Many reforms have been proposed and novel approaches posited to address the continued inequitable and racist legacy of the prior appropriation doctrine in California. Legislative reforms are valuable and needed.  But the State already has the legal authority to mitigate many of the inequitable effects of our water rights system, particularly California’s longstanding constitutional and common law tools of reasonable use and public trust. These doctrines allow (and in some cases require) regulators to re-evaluate all water rights and re-prioritize water use in the State. The doctrines can be used to ensure that there is adequate water for human health and safety before satisfying senior water rights for irrigation, to ensure that sufficient water is maintained in our rivers and streams to keep native fish and ecosystems healthy, or to protect against harmful algal blooms and other scourges caused by excessive freshwater diversion.

 

But these existing authorities must be enforced. Even though State law (Water Code section 85023) requires that “[t]he longstanding constitutional principle of reasonable use and the public trust doctrine shall be the foundation of state water management policy and are particularly important and applicable to the Delta,” those who benefit from our unjust water rights system use their political power to maintain the destructive status quo in California water and prevent regulators from doing their job of protecting the Public Trust.  Instead, these entrenched interests push the state to approve illusory “voluntary agreements” and other approaches that simply reward prior appropriators for their privileged status, fail to protect the environment, and barely chip away at the edges of our misaligned water system.
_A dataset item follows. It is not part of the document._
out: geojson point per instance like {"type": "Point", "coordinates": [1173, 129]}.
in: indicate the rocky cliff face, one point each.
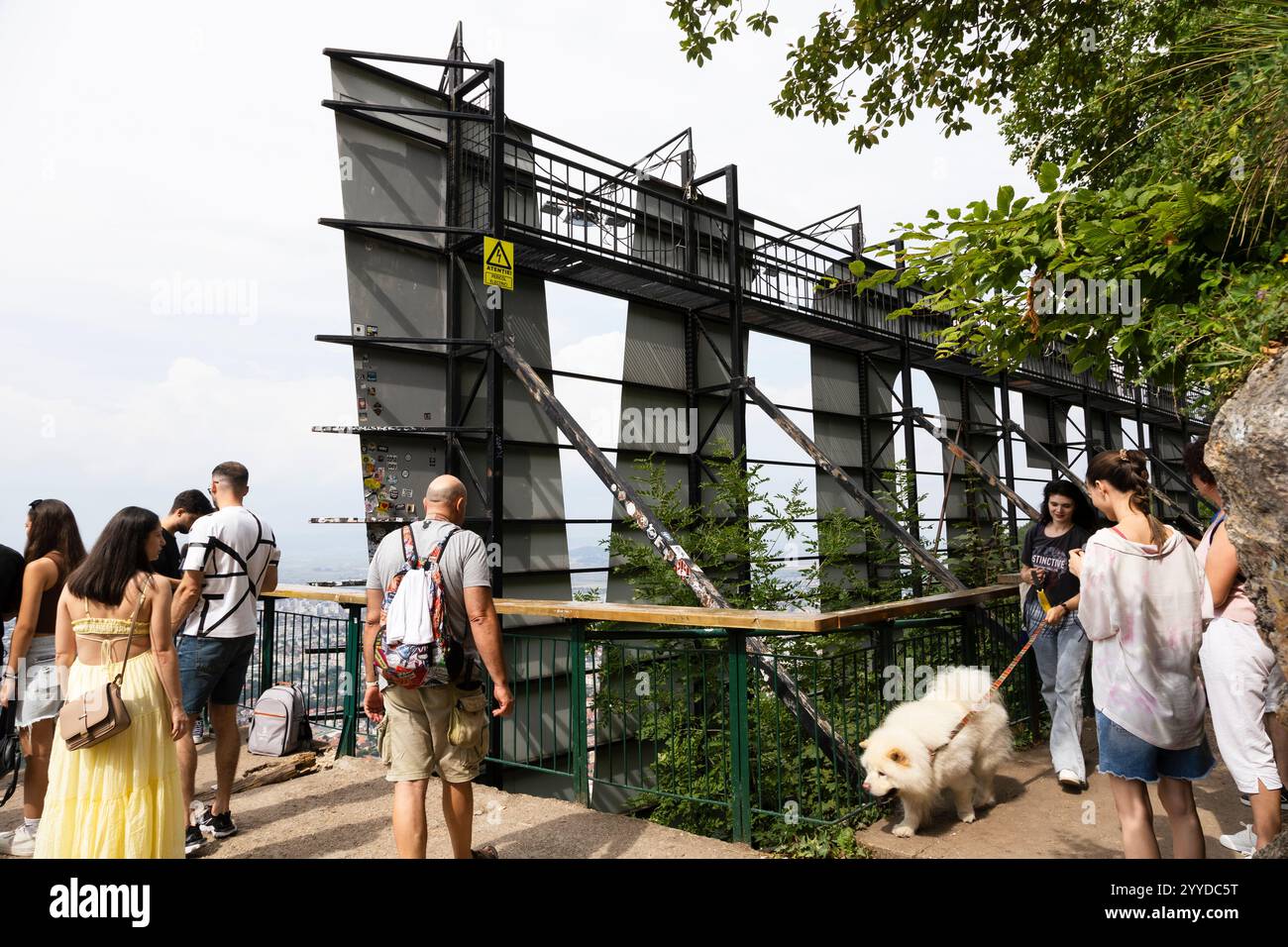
{"type": "Point", "coordinates": [1248, 453]}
The prior appropriation doctrine has a left a deep and enduring scar across the western United States that will not be fixed without bold and visionary action. Thirty years ago, in a witty and prescient article, Professor Charles Wilkinson declared prior appropriation dead. His 1991 article, titled “In Memoriam: Prior Appropriation 1848-1991,” noted that his anthromorphized “Mr. Prior Appropriation” simply couldn’t change, and that, in the end, would be his undoing. As Professor Wilkinson stated about Mr. Prior Appropriation’s legacy:

“The Bureau of Reclamation alone has built 355 storage reservoirs and 15,000 miles of canals, 1,333 miles of pipelines, and 275 miles of tunnels. More than 100,000 miles of canals divert the flows of western rivers and deliver water to irrigators and other water users. More than a million artificial reservoirs, lakes, and ponds store 294 million-acre feet. This is the equivalent of 22 whole Colorado Rivers backed up behind dams and over former canyons. It is enough to put Montana, Wyoming, Colorado, and New Mexico-an entire tier of states from Canada to Mexico-under a foot of water. All of that creativity and energy was unleashed by the simple, time-proven idea that the ingenuity and diligence of the individual American should not be shackled.”

It's time to put the interests of the community above the interests of the ancestors of a handful of white settlers who staked their claim to our public resources over a century ago. Mr. Prior Appropriation is dead; long live Ms. Reasonable Use and Miss Public Trust!